Victor Frankenstein was playing the “God” role in the creature’s life, but instead of loving it and taking care of it, all Victor did was trying to kill it just because it didn’t meet the expectation of what he thought it should have been. The creature didn’t ask to be born, didn’t want to be brought into this world and receive all the unreasonable disgusts from its own creator. The creature was being hated ever since: he didn’t have a name nor a place to stay nor a person to tell him what to do with his life. He had to figure out everything on his own, and even though he tried his best to fit in, he was always an outsider. But why? Because he was ugly, he was abnormal, because nobody gave him a chance to prove himself that he was just like any other person, wanting to love and be loved. The fact that he never actually had a family, and all he ever wanted was to find somebody that would accept him for him was something I found so disturbing while reading this; especially when comparing to Victor Frankenstein and all the love he received from his family. I was frustrated thinking about what if Victor was a better father, what if he actually knew that he was getting into, what if he understood his duty and responsibility; but then again, Victor never learnt anything, even after all that time.
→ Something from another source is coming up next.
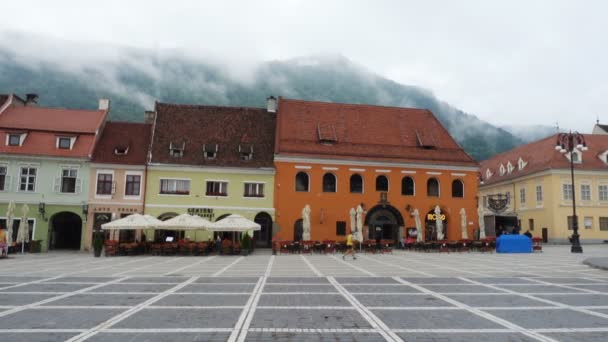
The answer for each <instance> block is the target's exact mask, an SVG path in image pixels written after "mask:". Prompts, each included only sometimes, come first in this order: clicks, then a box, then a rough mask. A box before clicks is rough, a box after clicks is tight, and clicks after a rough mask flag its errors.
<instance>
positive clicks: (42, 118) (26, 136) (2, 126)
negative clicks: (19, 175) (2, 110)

He was still that same ignorant young man from the beginning until the end, didn’t bother listening and figuring things out, didn’t give the creature and himself a chance to prevent all the misfortunes that could have been prevented. I blame the creature for the crimes, but I blame Victor even more for his incapability of taking responsibility: he was always running away from reality, using science as an excuse for everything and blaming the creature for everything that happened. But then, would all these things bring back his loved ones? Would all these things make the creature a better “creature”? Would all these things help him to find his own happiness? The moment he decided to run away from his duty toward the creature, that when everything started and he couldn’t fix it anymore (not mentioned the fact that he didn’t even bother fixing it). He already knew what would happen if he continued ignoring the creature, but he still did. He already acknowledged the consequences of playing with the devil, but he still didn’t care. He already witnessed the deaths of so many innocent people just because of his ignorance, but he still didn’t learn and grow.

That just leads me to a question of how ignorance can destroy a constructed society: If you decide just to live for yourself and yourself only, then what is the point of having a thing called “society”? What does it mean to have a family? Why does it matter to listen to other people and put yourself in their shoes? If everything you do is just for yourself, then in the end, will it be you hurting other people?